I’m writing a library that generates Java code at runtime, and so far it’s producing good results.
The problem: some legacy software (read: "adopting polymorphism now is kinda impossible") needs to parse large volumes of data. The conversion logic from PojoA to PojoB is always the same, so writing a simple mapper that specifically implements the logic to move data from PojoA to PojoB, and reusing it to parse a BIG List<PojoA> to List<PojoB>, would be ideal... but we have ~10,000 different Pojo classes (and an unknown number of meaningful source-destination combinations).

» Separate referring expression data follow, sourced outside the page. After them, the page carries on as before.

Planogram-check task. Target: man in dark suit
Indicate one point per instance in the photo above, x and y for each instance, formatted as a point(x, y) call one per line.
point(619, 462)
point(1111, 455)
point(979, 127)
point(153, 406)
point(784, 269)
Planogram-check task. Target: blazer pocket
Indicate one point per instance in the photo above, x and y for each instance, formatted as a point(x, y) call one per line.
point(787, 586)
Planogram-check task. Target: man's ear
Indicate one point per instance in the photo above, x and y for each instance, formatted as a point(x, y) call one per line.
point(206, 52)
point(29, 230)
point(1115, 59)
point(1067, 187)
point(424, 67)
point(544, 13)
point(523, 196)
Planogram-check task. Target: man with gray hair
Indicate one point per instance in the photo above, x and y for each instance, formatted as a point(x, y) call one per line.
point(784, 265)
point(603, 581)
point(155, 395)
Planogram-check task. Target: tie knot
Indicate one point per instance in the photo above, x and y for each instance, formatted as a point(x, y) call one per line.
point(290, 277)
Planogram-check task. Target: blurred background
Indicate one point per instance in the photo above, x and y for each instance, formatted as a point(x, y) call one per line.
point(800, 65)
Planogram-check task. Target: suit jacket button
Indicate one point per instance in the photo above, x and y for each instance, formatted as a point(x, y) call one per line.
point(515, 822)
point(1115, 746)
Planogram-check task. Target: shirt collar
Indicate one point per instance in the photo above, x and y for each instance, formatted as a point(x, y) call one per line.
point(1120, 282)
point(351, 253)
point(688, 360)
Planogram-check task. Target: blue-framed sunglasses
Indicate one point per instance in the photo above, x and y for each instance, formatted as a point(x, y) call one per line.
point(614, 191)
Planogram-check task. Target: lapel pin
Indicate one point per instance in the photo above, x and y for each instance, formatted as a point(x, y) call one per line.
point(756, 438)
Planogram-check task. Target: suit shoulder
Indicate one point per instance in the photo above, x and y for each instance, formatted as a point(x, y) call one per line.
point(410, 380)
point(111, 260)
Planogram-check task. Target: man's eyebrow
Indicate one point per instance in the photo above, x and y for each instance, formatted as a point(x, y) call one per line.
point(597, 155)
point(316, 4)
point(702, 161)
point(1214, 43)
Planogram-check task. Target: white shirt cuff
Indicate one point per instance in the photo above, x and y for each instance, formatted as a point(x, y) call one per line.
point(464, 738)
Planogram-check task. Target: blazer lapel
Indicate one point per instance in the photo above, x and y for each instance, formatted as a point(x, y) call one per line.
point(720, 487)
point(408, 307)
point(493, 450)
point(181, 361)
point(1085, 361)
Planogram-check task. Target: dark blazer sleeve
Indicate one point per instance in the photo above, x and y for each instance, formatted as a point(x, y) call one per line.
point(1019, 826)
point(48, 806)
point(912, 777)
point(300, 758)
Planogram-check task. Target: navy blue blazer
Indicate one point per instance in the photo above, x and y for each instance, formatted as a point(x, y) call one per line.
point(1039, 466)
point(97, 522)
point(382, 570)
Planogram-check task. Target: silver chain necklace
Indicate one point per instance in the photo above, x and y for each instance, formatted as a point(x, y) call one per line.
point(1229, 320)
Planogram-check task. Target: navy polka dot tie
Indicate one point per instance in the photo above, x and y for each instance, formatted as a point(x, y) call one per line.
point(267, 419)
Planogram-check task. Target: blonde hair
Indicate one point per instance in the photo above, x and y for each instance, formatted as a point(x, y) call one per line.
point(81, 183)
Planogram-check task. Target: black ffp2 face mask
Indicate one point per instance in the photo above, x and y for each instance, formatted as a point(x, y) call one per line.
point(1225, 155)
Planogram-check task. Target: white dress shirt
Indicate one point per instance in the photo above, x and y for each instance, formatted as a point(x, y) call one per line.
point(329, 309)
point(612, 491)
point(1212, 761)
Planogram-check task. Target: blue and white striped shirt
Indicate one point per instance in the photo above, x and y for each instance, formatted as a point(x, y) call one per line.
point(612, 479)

Currently, this "parsing" is done via reflection in a ~30k-line Java file that examines POJO variable names and types (which, to be fair, are remarkably consistent across files). Based on source vs destination comparisons, one can often predict the required transformation. For example, if the source POJO has a variable like:
public int variableUniqueID_date_yyyy_MM_dd_nullable;
...and the destination POJO has something like:
public String variableUniqueID_date_MonthNameALLCAPS_notNullable_default_JAN;
...you know there’s a match (yay!), but parsing is required. This is currently handled with reflection and a lot of if statements.
This approach has worked for ~20 years (I think... I didn’t write it, the project wasn’t even in Git back then, and I’ve only been at the company a few years). But as data volume has grown exponentially, what used to take ~10 minutes now takes ~7 hours. This is expected, since we’re essentially moving data using reflection and huge switch statements based on variable names and types.
My first solution was to write a program that compared all possible source vs destination POJO files and generated a .java file with exact conversion logic for each pair. After a lot of trial and error, I tested the approach with randomly-picked POJOs and real production data. It worked like a charm! I even ran it overnight to compare results with the legacy solution, and they matched.
However, I didn’t implement this version in production because it would have generated nearly 100 million files... not something our build system could realistically handle :D.
I came up with a better solution: at runtime, I generate the code for the needed POJO pair, compile it using the Java Compiler API, cache the resulting class bytecode in an LRU cache (keyed by the source/destination pair), and begin parsing.
The generated code is quite performant because it’s all inside loop with minimal external function calls (parsing helpers). The generated structure looks like:
List<PojoA> source = ...;
List<PojoB> dest = new ArrayList<>(source.size());
for (int index = 0; index < source.size(); index++) {
PojoA current = source.get(index);
PojoB parsed = new PojoB();
dest.add(parsed);
// parse each variable
{
// logic resulting in parsed.setFirstVariableName(something);
}
{
// logic resulting in parsed.setSecondVariableName(something);
}
// ...
}
Debugging generated code is not simple, but it should not be hard. Sometimes the for-loop body is quite long so I was thinking about putting most (if not all) parsing inside public accessible functions so the result could be something like:
List<PojoA> source = ...;
List<PojoB> dest = new ArrayList<>(source.size());
for (int index = 0; index < source.size(); index++) {
PojoA current = source.get(index);
PojoB parsed = new PojoB();
dest.add(parsed);
// parse each variable
parsed.setFirstVariableName(parseFunctionX(current.getFirstVariableName()));
parsed.setSecondVariableName(parseFunctionY(current.getSecondVariableName()));
// ...
}
This is more readable but might slightly impact performance. To mitigate that, I thought about using the @ForceInline annotation on my parsing functions.
Despite the warning inside the ForceInline class (https://github.com/openjdk/jdk/blob/7ae52ce572794f9d17446c66381f703ea1bb8b7c/src/java.base/share/classes/jdk/internal/vm/annotation/ForceInline.java#L35) I believe my use case is valid. Would you agree?
Also, referencing anything in jdk.internal.vm.annotation.* requires adding:
--add-exports java.base/jdk.internal.vm.annotation=ALL-UNNAMED
to the compiler args. My other questions:
- Do I need to specify this at runtime too?
- If another application imports my code as a library, should they also compile/run with --add-exports?
- Why ALL-UNNAMED? Can I restrict the export to only my code generation module? Or should the class with the to-be-inlined-function be inside said module?
- I read that I need to name my module and define exports in a module-info.java file, how?
- Is this compatible with Maven (my current build system)?